California's budget is almost never adopted by the legal deadline, but it was this year — in part because of a new simple-majority-vote requirement that left quarrelsome Republicans out of the discussion, and in part because daydreaming Democrats relied on a vaporous wish that the economy was going to improve and that the state would recoup $3.7 billion more in tax revenues than now seems likely. The shortfall is expected to trigger $2 billion in spending cuts, and Californians who think that's a good thing — that the cuts will impose needed fiscal discipline, or will force the state to make more responsible decisions, or will punish lazy freeloaders or greedy state workers — should wake up and smell the future...
...California is a wealthy state, with enough money and brains to create a future of opportunity and achievement for the next generation. As we face these new triggered cuts and even deeper cuts in the coming year, Californians must now show whether we still have sufficient regard for each other and for our successors to invest a little more today for an abundant, and sustainable, future.

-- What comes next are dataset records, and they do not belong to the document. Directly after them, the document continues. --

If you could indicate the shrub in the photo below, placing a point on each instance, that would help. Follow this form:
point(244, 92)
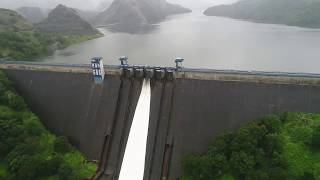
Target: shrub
point(315, 142)
point(64, 171)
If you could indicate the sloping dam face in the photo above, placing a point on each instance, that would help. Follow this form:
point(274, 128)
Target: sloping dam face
point(186, 112)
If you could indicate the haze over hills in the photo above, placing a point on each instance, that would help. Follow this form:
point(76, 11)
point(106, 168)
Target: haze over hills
point(12, 21)
point(65, 20)
point(33, 14)
point(131, 14)
point(304, 13)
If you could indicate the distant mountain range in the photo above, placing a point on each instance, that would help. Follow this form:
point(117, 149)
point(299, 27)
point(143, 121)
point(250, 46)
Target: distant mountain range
point(304, 13)
point(65, 20)
point(12, 21)
point(131, 14)
point(33, 14)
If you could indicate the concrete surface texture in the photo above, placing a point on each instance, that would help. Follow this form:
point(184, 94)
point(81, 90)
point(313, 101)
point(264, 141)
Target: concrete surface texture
point(186, 112)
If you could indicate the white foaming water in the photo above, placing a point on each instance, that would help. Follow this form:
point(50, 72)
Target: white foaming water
point(134, 158)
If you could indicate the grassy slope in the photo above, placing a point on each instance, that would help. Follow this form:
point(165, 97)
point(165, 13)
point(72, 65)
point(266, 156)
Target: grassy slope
point(27, 150)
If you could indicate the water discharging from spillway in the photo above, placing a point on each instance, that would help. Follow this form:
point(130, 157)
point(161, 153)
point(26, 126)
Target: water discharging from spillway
point(134, 158)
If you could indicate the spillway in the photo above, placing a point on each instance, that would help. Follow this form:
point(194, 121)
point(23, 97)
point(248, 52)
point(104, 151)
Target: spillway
point(134, 158)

The Times ignores the costs of California's operation as a sanctuary state, which the Federation for American Immigration Reform (FAIR) estimates at $20 billion. Consider just one slice of that figure and the devastating effects that California's open borders policies have on taxpayers:
According to The Modesto Bee, the California correctional system spends $50,000 annually to house each prisoner. This translates to 10 percent of the entire state's budget -- more than double that of the immense California university system -- which is spent on prisoners.

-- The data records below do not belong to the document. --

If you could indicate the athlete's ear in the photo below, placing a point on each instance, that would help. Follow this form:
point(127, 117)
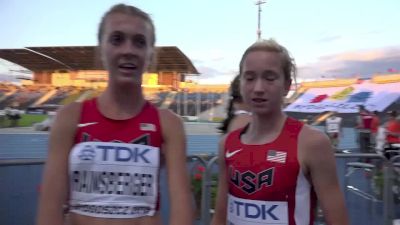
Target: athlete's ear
point(288, 83)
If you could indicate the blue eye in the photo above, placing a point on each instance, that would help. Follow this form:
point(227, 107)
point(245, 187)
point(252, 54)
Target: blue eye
point(140, 41)
point(116, 39)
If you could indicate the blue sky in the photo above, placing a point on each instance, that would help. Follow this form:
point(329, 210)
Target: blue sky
point(338, 38)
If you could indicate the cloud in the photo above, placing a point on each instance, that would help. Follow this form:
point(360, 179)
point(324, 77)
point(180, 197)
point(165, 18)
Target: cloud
point(330, 38)
point(363, 63)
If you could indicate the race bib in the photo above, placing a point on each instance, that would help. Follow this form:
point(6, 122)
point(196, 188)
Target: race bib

The state prison system currently houses about 155,000 inmates, 21,000 of whom are illegal aliens. Thus, California is spending about $1,050,000,000 (one billion and fifty million dollars) on imprisonment of illegals alone.
There is only way out of this mess for California before cities and the state itself descend into bankruptcy and chaos: they must eradicate collective bargaining rights for public sector workers; they must terminate open borders policies that allow sanctuary cities to exist in California; and they must rein in the regulatory superstate that has sent businesses fleeing the state in record numbers.
The time is now, Californians. You don't have much time left to repair this mess. Reject the idiocy of the Los Angeles Times and the other leftists who have set the state on a course for economic collapse. Vote for freedom.